A Kernel Nonconformity Score for Multivariate Conformal Prediction

arXiv stat.ML / 4/24/2026

📰 NewsModels & Research

Key Points

  • The paper proposes a new Multivariate Kernel Score (MKS) for multivariate conformal prediction that converts residual vectors into scalars while preserving the geometry of the residual distribution.
  • The authors show MKS closely resembles Gaussian process posterior variance, creating a link between Bayesian-style uncertainty quantification and frequentist coverage guarantees.
  • MKS is reformulated as an anisotropic Maximum Mean Discrepancy (MMD) that interpolates between kernel density estimation and covariance-weighted distance.
  • The work proves finite-sample coverage guarantees and derives convergence rates governed by the effective rank of a kernel covariance operator, enabling dimension-free adaptation.
  • Experiments on regression tasks indicate MKS substantially reduces prediction-region volume versus ellipsoidal baselines while maintaining nominal coverage, with larger improvements in higher dimensions and for stricter coverage levels.

Abstract

Multivariate conformal prediction requires nonconformity scores that compress residual vectors into scalars while preserving certain implicit geometric structure of the residual distribution. We introduce a Multivariate Kernel Score (MKS) that produces prediction regions that explicitly adapt to this geometry.
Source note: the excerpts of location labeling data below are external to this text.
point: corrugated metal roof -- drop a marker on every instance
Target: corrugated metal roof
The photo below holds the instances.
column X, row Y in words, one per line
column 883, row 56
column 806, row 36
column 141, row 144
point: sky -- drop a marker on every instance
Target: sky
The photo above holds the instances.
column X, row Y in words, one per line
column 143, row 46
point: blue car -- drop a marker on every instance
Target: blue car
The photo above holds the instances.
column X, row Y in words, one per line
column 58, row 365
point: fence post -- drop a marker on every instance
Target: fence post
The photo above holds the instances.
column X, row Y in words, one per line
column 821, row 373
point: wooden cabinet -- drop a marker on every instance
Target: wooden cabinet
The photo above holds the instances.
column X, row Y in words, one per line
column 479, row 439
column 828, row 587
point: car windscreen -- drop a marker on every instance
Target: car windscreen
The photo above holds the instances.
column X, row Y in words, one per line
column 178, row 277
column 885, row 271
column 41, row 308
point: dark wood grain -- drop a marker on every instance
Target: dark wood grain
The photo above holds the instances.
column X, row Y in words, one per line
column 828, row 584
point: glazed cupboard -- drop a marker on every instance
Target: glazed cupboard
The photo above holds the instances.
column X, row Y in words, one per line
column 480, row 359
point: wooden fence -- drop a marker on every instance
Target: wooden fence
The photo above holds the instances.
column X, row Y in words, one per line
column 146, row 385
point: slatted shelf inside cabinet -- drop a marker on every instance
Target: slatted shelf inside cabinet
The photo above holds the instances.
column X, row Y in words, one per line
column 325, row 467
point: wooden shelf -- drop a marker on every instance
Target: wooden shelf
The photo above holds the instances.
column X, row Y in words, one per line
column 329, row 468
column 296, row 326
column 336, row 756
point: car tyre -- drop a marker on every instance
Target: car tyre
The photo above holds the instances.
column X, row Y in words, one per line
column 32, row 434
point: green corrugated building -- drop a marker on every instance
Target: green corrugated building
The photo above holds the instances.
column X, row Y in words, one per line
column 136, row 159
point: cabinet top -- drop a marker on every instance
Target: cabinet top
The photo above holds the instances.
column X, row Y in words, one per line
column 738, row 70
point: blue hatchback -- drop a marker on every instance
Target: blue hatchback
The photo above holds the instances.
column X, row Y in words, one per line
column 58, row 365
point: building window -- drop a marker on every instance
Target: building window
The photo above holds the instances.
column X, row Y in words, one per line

We show that the proposed score resembles the Gaussian process posterior variance, unifying Bayesian uncertainty quantification with the coverage guarantees of frequentist-type. Moreover, the MKS can be decomposed into an anisotropic Maximum Mean Discrepancy (MMD) that interpolates between kernel density estimation and covariance-weighted distance. We prove finite-sample coverage guarantees and establish convergence rates that depend on the effective rank of the kernel-based covariance operator rather than the ambient dimension, enabling dimension-free adaptation. On regression tasks, the MKS reduces the volume of prediction region significantly, compared to ellipsoidal baselines while maintaining nominal coverage, with larger gains at higher dimensions and tighter coverage levels.